Discussing the April complaint, FERC said to support their claim that the current base ROE and incentives cap are no longer just and reasonable, complainants filed testimony of Doctors Jonathan Lesser and Lon Peters. Lesser testified that he conducted a two-step DCF analysis covering a six-month study period ending March 31, 2016, and following FERC’s current guidance determined that the appropriate range of implied costs of equity – or range of reasonableness – for ascertaining the just and reasonable ROE for the New England TOs extends from 6.84% to 11.38%, with a median value of 8.68% and a midpoint of 9.11%. Based on a review of the New England TOs’ financial and business risks, Lesser recommended that FERC set the New England TOs DCF at the midpoint, i.e., 9.11%, FERC added.
The New England TOs contended that this is the fourth successive ROE complaint filed since fall 2011 and that the continuation of repetitive complaints seeking large ROE reductions increases uncertainties and risks borne by investors and contravenes the legislative provisions of section 206 of the FPA.
FERC also said that the New England TOs maintain that the existing base ROE continues to be supported by the result of the DCF analysis and that the proposed base ROE advocated by the complainants would competitively disadvantage the New England TOs when they seek to raise capital for electric transmission infrastructure investment.
The New England TOs claimed that FERC should dismiss the complaint because the existing ROEs are within the zone of reasonableness and are therefore just and reasonable.
FERC added that it finds that the complaint raises issues of material fact that cannot be resolved based upon the record before the commission and that are more appropriately addressed in hearing and settlement judge procedures.
Among other things, FERC said that it “has repeatedly rejected the assertion that every ROE within the zone of reasonableness must be treated as an equally just and reasonable ROE in an FPA section 206 proceeding, and we do so again here.”
The DCF analysis in this complaint is based on financial data that is from a different time period and produces a different proxy group, than the DCF analysis that was included in Complaint III. The DCF analysis in Complaint III was based on financial data from a six-month period ending June 2014 and produced a proxy group of 32 companies, with a range of returns between 6.34% and 12.54%, FERC added. The DCF analysis in this complaint is based on financial data from a six-month period ending March 2016 and produces a proxy group of 28 companies, with a range of returns between 6.84% and 9.11%, FERC said.

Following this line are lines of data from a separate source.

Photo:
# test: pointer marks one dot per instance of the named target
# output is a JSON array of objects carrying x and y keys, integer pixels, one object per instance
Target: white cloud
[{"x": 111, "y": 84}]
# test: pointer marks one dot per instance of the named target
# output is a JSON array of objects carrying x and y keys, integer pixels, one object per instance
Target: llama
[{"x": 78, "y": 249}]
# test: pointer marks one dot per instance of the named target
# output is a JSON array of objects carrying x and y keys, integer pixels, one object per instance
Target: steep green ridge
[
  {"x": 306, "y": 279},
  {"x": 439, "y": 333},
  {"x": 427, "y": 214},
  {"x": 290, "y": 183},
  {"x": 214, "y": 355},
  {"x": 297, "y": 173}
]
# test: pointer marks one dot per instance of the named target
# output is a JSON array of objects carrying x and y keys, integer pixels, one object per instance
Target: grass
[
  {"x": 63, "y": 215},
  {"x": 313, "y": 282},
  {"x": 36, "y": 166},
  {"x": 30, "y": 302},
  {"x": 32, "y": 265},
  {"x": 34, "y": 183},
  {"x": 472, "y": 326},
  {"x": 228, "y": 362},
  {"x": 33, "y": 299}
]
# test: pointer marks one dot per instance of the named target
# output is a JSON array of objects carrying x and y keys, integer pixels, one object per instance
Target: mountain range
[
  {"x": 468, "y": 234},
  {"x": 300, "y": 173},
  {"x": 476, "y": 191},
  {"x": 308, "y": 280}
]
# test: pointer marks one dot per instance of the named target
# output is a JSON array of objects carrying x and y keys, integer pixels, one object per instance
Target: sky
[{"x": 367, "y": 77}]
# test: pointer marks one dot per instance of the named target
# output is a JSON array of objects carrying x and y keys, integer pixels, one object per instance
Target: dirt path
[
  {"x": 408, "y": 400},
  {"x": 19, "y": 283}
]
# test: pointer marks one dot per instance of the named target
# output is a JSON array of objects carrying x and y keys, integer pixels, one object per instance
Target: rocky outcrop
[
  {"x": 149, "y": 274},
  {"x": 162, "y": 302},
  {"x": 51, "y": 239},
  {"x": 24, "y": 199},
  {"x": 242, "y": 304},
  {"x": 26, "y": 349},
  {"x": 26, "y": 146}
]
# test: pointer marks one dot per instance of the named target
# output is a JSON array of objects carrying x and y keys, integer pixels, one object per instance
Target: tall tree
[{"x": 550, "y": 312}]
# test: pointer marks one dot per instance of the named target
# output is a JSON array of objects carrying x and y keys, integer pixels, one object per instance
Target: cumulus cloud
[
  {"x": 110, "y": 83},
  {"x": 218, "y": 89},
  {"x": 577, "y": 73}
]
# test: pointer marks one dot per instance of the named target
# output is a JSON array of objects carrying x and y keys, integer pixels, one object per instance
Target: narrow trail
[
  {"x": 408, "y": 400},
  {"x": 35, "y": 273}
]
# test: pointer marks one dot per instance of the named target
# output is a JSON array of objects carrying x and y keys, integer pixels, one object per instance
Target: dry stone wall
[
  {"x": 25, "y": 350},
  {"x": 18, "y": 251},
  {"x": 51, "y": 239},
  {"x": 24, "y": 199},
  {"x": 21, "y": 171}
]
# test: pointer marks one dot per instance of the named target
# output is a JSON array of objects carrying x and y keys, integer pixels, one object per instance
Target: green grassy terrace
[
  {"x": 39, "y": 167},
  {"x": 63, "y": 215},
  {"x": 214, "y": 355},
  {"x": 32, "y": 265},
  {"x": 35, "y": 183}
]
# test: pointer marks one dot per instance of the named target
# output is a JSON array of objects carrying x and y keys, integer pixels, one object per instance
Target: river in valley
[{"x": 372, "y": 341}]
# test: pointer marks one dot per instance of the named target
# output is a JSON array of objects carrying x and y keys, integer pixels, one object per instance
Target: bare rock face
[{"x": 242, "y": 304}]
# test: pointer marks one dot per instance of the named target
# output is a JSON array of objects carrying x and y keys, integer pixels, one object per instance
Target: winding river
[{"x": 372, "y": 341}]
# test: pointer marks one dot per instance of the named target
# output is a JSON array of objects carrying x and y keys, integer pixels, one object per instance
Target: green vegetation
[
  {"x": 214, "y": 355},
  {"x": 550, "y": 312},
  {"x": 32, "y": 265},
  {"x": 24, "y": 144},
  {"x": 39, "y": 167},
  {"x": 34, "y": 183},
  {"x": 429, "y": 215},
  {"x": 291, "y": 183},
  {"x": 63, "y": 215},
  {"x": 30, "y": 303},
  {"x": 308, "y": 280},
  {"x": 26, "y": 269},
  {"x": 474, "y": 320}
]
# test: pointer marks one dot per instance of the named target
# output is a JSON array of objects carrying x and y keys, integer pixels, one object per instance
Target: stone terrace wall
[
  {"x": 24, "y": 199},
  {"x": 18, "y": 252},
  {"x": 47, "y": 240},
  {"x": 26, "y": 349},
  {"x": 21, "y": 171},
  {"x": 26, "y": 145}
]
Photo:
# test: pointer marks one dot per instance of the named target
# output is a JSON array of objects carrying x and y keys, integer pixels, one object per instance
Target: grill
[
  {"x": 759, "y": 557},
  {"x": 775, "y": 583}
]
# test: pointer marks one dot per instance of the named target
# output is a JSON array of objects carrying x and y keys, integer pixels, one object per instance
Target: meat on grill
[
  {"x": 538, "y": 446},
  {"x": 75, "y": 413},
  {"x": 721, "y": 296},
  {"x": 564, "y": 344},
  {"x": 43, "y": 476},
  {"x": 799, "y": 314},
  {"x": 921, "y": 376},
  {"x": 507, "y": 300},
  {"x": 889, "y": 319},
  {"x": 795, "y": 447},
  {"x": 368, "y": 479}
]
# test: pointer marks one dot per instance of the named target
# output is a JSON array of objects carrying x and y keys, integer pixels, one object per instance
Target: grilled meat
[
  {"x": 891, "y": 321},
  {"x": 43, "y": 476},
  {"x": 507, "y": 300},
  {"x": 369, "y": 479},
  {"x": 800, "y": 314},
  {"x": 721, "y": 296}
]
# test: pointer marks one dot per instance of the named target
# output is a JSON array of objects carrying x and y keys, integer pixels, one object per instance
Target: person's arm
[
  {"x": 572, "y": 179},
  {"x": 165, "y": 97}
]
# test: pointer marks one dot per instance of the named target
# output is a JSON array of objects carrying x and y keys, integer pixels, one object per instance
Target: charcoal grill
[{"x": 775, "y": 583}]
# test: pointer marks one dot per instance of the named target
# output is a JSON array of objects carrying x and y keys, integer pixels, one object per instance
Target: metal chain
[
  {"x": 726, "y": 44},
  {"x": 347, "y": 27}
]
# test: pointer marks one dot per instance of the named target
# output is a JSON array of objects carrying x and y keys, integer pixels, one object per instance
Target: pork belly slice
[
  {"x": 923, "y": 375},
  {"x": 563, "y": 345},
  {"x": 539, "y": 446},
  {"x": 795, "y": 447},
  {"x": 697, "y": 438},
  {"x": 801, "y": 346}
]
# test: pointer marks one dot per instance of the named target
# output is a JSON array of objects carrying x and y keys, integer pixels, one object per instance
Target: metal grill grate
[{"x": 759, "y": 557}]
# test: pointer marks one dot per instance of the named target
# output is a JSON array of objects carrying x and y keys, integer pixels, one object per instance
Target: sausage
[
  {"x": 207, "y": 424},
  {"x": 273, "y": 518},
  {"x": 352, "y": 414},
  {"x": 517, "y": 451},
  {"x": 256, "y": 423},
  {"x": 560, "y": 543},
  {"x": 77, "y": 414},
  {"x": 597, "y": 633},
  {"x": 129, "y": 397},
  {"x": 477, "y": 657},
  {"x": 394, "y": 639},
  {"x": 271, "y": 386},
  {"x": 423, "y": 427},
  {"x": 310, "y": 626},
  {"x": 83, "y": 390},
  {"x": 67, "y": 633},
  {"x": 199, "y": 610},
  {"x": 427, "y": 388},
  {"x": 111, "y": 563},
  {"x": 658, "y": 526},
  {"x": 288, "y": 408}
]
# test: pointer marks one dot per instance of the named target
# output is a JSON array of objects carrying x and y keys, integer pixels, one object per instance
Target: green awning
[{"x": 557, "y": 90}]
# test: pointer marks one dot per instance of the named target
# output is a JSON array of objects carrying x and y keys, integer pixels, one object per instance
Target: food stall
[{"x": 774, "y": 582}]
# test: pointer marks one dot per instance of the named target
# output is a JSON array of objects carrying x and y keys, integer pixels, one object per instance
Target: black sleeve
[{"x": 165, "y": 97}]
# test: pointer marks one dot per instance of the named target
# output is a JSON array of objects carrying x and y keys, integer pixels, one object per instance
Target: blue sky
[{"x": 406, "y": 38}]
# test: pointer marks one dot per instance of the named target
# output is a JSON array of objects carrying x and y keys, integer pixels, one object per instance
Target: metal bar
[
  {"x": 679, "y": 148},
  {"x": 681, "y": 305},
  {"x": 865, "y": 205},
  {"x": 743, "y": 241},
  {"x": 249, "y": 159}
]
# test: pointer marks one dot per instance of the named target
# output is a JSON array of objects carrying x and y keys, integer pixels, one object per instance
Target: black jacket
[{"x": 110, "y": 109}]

FERC noted that in June 2014, it changed its policy on the DCF methodology to be used in public utility ROE cases, by adopting the two-step DCF methodology that FERC has used in natural gas pipeline and oil pipeline cases for many years. Under the two-step DCF methodology, FERC determines a single cost of equity estimate for each member of the proxy group, based on the company’s average dividend yield and a growth rate that is determined by taking a weighted average of a short-term growth estimate and a long-term growth estimate.
FERC also said it encourages the parties to make every effort to settle their disputes before hearing procedures begin.